Evgeny Zislis for ProdOps

Posted on Sep 9, 2019 • Originally published at prodops.io

“Server Utilization” is a nonsense metric

#cloud #efficiency #devops #prodops

Not surprising that even in 2019, there are still people in IT who think that a single server’s utilization should be a significant measurement, completely forgetting the importance of holistically looking at the system as a whole. This post explains the Systems Thinking way to think about IT, with a pinch of Theory of Constraints understanding of “buffers” added in.

The story begins with a recent question in our Operation Israel community:

Policy makers in government want to see proven benchmarks comparing open-source (LAMP, Kubernetes) server utilization vs. classic Microsoft Windows based servers (IIS, SQLServer).

Are there any documents, posts or studies to refer them to?

It is great that people in government want to define a policy to improve things. This policy is going to be used for making decisions at various IT branches of government and this policy definition process starts by asking a naive question: “is it better to have a server with IIS and SQLServer or a server with LAMP or maybe even Kubernetes?”

They are not asking what would enable faster, better, higher quality deliveries to citizens in terms of IT and how to enable it. This policy is focussed around the utilization of servers, and how to choose which technology stack to use to get a “better” result in terms of utilization.

But is high utilization of servers is “good” and low utilization is “bad”? Or maybe vice-versa?

Logical reasoning behind the thinking that higher utilization is better.

I would guess that “waste” in terms of unutilized servers is considered bad, and thus servers that have “higher utilization” are thus considered better.

It there a fallacy in this logic? Yes, but it depends on what kind of “servers” we are talking about here. Since the opposite of having less waste is not filling up the wasted capacity. But rather reducing waste means having a better fit between the applications (generators of utilization) and the servers.

How about using smaller fit-for-purpose servers to solve this?

Maybe it is the fault of the applications and not the servers.

So the natural conclusion is that there must be a KPI (performance indicator) that measures the utilization of servers, and when the utilization is very high it also means that the waste is very low — thus an IT policy that defines high utilization as standard makes sense. Because servers are expensive and taxpayer money should not be wasted. Right?

Business/Government Outcomes

The government IT systems are serving the citizens in many ways, taxation, benefits, licenses and many more. When these systems are not available or don’t work, I consider that a bad thing. When everything works like it should, even during peak demand and all citizens are provided with quality service I consider it a good thing.

As more citizens are using these IT systems, the capacity demand of the applications is increased. Thus the servers where the applications are deployed must have ample spare capacity to accommodate the increase in demand. But wait a minute, this means that utilization must not be high!

The “Conflict Cloud” of utilizing servers

So what should the policy say?
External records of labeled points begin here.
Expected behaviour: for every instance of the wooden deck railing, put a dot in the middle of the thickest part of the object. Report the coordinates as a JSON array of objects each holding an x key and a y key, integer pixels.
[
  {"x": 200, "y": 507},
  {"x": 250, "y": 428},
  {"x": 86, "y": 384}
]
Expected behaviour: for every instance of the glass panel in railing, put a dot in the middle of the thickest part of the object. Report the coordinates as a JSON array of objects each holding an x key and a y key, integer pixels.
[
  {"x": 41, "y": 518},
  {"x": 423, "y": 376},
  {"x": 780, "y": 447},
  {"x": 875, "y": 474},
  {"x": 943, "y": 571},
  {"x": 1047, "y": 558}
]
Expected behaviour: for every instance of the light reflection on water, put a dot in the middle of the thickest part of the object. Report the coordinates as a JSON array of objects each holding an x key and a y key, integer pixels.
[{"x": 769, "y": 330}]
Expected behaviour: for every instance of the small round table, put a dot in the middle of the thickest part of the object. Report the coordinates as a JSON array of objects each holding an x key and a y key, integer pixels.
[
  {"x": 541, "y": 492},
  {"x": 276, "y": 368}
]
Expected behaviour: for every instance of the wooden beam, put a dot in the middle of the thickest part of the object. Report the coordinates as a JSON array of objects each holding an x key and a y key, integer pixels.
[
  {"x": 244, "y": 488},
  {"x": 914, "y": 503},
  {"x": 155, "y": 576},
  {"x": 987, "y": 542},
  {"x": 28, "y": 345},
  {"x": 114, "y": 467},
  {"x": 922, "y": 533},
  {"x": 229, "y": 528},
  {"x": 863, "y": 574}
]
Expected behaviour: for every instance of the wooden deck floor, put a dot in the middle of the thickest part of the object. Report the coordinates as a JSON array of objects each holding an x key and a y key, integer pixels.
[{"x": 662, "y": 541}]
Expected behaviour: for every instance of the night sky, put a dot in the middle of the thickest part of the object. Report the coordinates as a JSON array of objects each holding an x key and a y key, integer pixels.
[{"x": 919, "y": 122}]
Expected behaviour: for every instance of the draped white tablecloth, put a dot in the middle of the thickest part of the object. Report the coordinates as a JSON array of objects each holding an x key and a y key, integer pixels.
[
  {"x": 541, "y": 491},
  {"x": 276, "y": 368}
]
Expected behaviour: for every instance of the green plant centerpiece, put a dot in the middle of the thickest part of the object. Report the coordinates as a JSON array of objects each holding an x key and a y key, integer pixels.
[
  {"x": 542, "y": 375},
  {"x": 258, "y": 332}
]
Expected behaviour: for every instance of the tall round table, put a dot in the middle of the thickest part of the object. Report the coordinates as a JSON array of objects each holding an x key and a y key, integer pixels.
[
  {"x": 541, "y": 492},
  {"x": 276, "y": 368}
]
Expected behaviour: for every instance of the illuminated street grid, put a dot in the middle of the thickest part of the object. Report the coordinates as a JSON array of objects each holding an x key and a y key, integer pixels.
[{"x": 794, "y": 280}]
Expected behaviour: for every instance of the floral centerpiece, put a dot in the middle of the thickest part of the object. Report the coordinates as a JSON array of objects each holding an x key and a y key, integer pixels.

Spend as much taxpayer money as possible to keep all systems running with ample spare capacity? Or spend as little taxpayer as possible to get unstable systems that are often broken and are not serving the citizens properly? How to choose a technology stack that enables the maximum utilization of servers or the minimum utilization of servers?

How to choose a technology stack that enables maximum utilization of servers?

Fortunately, we live in a world that this question has been answered already. Not so long ago (10–15 years ago) the demand on applications and servers was mostly non-existent for most companies, with the exception of few very successful ones such as Amazon or Google. Facebook didn’t even exist yet.

Even back in 2005 in these specific companies, the trouble of wasting a huge amount of unutilized server capacity incurred many millions of dollars of waste. This led Amazon and Google to search for a solution to the problem. And by the way, they were already using mostly Linux as a core component in their technology stack. In 2003 Google invented Borg, the precursor for Kubernetes, and in 2004 Amazon invented Elastic Compute Cloud (EC2) a major service providing compute in Amazon Web Services (AWS).

Utility Computing

What exactly was the problem in these companies, and how did they solve it using these new technologies? Jon Jenkins explains back in 2011 that during a normal month, Amazon.com could have 39% spare server capacity just standing idle because of demand fluctuation. Translate that into dollars, it is millions of dollars.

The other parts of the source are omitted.